When I teach young people about the  elements of a story, I tend to lean on the trusted models of the Who-What-When-Where-Why-How (or the 5WH) structure. Or the one about having a Beginning, Middle and End. (My version of this, for those writing for the web is to make sure they have a Beginning, a Middle and a Hyperlink.)

So this week I revisited  two stories, separated by several centuries. The Lone Ranger, and Beowulf.  (Yes! There’s a delicious irony of being able to listen to a 1930 radio show of The Lone Ranger via a Kindle app!)

The basics of these stories –one from the radio age, and the other from a different culture and era, entirely – is that they revolve around conflict. It makes good drama. Good vs evil material. But beyond that, it is how carefully  the author, or script writer selects his words.

So here are four things we could take away from Lone Ranger:

1. Grab Your Reader/Listener
Cut short the pre-amble, and get to the point fast.  In Lone Ranger, we are all familiar with how the scene is set: “A fiery horse with the speed of light, a cloud of dust and a hearty “Hi-yo Silver!”  (The previous intro was: “In the early days of the western United States, a masked man and an Indian rode the plains, searching for truth and justice. ….Return with us now”)

The ‘search for the truth’ is built around intrigue (masked man) and the promise of action (search for truth, hoofbeats…)

2. Cut to the ‘Chase’
Move quickly to build up the tension.

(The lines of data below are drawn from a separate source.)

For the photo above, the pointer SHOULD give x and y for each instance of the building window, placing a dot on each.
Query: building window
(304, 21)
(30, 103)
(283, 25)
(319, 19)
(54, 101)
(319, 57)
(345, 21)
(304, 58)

The stereotypical car chase (or horse chase here) can have other variants such as a puzzle that the reader is yearning to solve, the expectation of a confrontation etc.

3.  Build Great Dialogue.
Though the story is told to us by a narrator, it is rich in dialog. Tonto, his foil, despite the author’s use of some clumsy pidgin English, is full of exchanges.

TONTO: “Crooks try rob bank last night”
RANGER: “Have Bogus Brown and his pal Elk been in town?”
TONTO: Umm. “Them the fellers try to rob bank?”

4. Humanize Your Characters
The Lone Ranger, despite his mask, is still human enough for others to be able to relate to him – Sheriff’s, townspeople, crooks.

Too often our modern ‘stories’ –um, press releases, podcasts etc– are full of inside jargon, and layer upon layer of description. It’s almost as if the boss’ requisition stated that the script be stripped of ‘normal’ words, and the sort of everyday, ordinary exchanges. Instead what creeps in a slick, sloganized phrases, put in the mouths of spokespersons who would never talk like that.

Maybe we should make Fran Striker (college dropout, announcer) the little-known writer behind Lone Ranger, essential reading for those writing for an attention-deficit audience.